The literature available on the relationship between physical activity during pregnancy and mean birth weight has been inconsistent.13,16,17,32,33 Nevertheless, a shift in mean birth weight may be of little relevance to the practicing obstetrician, whose main concern is directed toward the two extremes of the birth weight range where maternal and perinatal complications are increasing. If, for instance, a shift in mean birth weight is due to a factor exerting more, or all, of its influence at one extreme and little or none at the other, extrapolation from effects on mean values to other parts of the distribution can be misleading. Furthermore, a factor which only affects the spread of the birth weight distribution will make no difference to the mean but would increase (or decrease) the proportion at both extremes.34 Regular exercise may be an example of such a factor, rendering physical inactivity a risk factor for excessive newborn birth weight. To date, data relating regular exercise before and during pregnancy to the risk of excessive newborn birth weight are sparse. A moderate protective effect of regular exercise during pregnancy on excessive birth weight was observed in our study, which is in agreement with a case-control study by Alderman et al (1998),18 albeit a stronger protective effect was observed in their study. On the contrary, a recent study by Voldner et al35 in 2008 did not observe an association between level of physical activity during pregnancy and macrosomia risk. However, in contrast to these studies, our study is large and population based with a comprehensive prospective data collection. The discrepancy in findings between studies may be due to study design and size of study population in addition to different methods in defining type, intensity and frequency of regular exercise performed during pregnancy.

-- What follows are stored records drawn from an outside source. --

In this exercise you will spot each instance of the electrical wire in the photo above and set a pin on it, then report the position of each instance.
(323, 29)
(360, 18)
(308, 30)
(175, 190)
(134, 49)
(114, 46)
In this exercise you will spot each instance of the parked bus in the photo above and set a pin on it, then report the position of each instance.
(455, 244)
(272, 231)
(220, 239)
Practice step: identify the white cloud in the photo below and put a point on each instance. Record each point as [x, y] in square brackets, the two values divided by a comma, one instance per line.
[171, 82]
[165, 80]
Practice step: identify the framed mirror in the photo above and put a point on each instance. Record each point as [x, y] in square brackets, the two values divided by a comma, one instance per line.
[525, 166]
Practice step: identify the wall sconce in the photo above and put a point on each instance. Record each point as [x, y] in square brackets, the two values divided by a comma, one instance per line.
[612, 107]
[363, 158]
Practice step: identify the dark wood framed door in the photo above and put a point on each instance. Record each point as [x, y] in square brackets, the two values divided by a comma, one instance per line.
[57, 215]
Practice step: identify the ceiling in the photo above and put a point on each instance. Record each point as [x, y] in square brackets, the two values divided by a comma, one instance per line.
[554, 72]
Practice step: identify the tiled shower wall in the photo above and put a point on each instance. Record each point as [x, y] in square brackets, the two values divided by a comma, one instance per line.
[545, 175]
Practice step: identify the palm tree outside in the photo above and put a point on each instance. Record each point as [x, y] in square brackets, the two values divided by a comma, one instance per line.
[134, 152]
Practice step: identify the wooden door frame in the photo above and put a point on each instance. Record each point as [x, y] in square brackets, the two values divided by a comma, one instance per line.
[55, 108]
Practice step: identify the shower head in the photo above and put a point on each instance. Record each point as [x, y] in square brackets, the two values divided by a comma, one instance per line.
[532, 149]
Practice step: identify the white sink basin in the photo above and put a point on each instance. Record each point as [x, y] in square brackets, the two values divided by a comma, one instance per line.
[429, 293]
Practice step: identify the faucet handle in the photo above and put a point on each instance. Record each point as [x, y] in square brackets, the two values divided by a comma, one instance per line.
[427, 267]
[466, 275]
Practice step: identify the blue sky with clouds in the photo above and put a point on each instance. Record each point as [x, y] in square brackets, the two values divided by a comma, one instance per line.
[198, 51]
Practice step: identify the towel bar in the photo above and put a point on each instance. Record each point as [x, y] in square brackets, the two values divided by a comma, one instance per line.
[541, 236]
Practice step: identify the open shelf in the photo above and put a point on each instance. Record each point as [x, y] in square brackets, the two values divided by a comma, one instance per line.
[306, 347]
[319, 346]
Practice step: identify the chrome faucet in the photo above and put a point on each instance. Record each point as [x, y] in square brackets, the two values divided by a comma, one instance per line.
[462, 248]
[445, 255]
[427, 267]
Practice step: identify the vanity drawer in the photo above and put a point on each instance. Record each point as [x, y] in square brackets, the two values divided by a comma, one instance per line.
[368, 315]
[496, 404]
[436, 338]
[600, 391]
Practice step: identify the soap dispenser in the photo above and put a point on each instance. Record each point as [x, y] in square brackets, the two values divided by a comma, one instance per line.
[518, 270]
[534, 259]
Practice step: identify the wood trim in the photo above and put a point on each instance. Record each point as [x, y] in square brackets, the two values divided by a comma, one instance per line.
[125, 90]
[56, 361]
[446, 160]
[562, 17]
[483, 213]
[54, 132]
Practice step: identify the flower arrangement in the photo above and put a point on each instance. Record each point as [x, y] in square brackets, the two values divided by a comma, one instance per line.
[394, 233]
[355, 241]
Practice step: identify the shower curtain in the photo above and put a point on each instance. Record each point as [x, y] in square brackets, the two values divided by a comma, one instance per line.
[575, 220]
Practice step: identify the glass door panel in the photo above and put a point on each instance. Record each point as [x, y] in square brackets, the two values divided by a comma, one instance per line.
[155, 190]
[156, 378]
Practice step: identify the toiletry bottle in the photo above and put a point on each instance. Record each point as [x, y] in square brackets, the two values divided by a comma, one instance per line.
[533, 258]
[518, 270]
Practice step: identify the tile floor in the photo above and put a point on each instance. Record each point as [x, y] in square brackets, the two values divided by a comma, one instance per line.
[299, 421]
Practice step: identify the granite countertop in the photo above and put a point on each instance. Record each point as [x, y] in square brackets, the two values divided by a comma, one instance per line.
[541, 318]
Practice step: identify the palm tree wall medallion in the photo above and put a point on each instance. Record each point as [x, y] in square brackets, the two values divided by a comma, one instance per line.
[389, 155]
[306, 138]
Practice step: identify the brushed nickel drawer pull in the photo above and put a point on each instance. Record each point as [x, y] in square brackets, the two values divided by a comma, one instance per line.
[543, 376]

A possible mechanism behind our findings is the effect of aerobic exercise on glucose tolerance.36 Our observation that running, walking, dancing, and low-impact aerobics were negatively associated with excessive newborn birth weight supports this hypothesis. Both randomized trials37,38 and a prospective observational study39 have shown that light-to-moderate physical activity during pregnancy may reduce glucose levels both in women with gestational diabetes mellitus and in nondiabetic pregnant women. Given the adverse maternal and prenatal complications associated with excessive newborn birth weight, clinicians should promote regular exercise during pregnancy for the purpose of prevention.7 Nevertheless, neither a Cochrane review40 nor search on PubMed revealed randomized controlled trials evaluating the effect of regular exercise during pregnancy on excessive newborn birth weight. Although our results indicate a protective effect of regular exercise during pregnancy, there seems to be an urgent need for randomized controlled trials with high methodological and interventional quality to be carried out to study the causal relationship between regular exercise in pregnancy and excessive newborn birth weight.